Knowledge Infrastructures for a Changing Planet: the past, present, and future of relations between climate science and nuclear weapons research



Paul Edwards, University of Michigan

Date and Time

May 9, 2016 3:30 PM - 5:00 PM


Open to the public.

No RSVP required


William J. Perry Conference Room
Encina Hall, Second Floor, Central, C231
616 Jane Stanford Way, Stanford, CA 94305

Abstract: Nuclear war and climate change present the two most serious threats to global security since World War II. This talk shows that nuclear weapons research and climate science were historically connected in deep, sometimes intimate ways.

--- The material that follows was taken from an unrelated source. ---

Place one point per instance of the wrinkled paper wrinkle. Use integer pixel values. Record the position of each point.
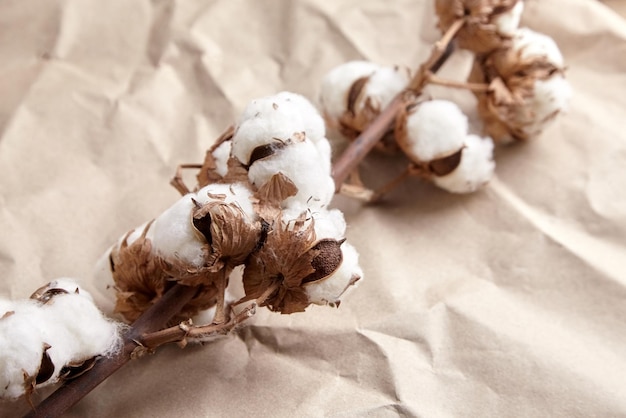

Each developed its own knowledge infrastructure, including people, technical systems, and organizations, with surprising parallels and frequent exchanges across the classified/civilian divide. From the 1940s on, nuclear weapons research and climate science both relied heavily on computer models, used related physics and numerical methods, and shared human as well as technical resources. Radiocarbon from nuclear weapons tests contributed to understanding of the global carbon cycle, while fallout monitoring networks produced critical knowledge about the stratosphere. In the 1980s, the potential for “nuclear winter” — a war-induced climatic catastrophe — became a major political issue, but the groundwork for this concern had been laid long before.

This interplay not only continued, but became even more significant after the Cold War’s end, when the weapons labs’ expertise, equipment, and observing systems were partially repurposed. Several US national laboratories now play essential roles in climate and Earth system science. Among these roles are the Program on Climate Model Diagnosis and Intercomparison, based at Livermore and responsible for the important Coupled Model Intercomparison Project (CMIP), a major unifying force in climate modeling for the Intergovernmental Panel on Climate Change assessments. The cyberinfrastructure underlying CMIP and similar projects must address mounting challenges related to data access controls, software support, and the security of huge data collections, while their institutional and human bases depend on ongoing national support. Crafting effective climate policy, I argue, will require understanding and rethinking the dynamics of these knowledge infrastructures for the present, rapidly evolving context.

About the Speaker: Paul Edwards is a Professor in the School of Information (SI) and the Dept. of History at the University of Michigan. SI is an interdisciplinary professional school focused on bringing people, information, and technology together in more valuable ways.

His research explores the history, politics, and cultural aspects of computers, information infrastructures, and global climate science. His current research focuses on knowledge infrastructures for the Anthropocene.

Dr. Edwards is co-editor (with Geoffrey C. Bowker) of the Infrastructures book series (MIT Press), and he serves on the editorial boards of Big Data & Society: Critical Interdisciplinary Inquiries and Information & Culture: A Journal of History. His most recent book is A Vast Machine: Computer Models, Climate Data, and the Politics of Global Warming (MIT Press, 2010).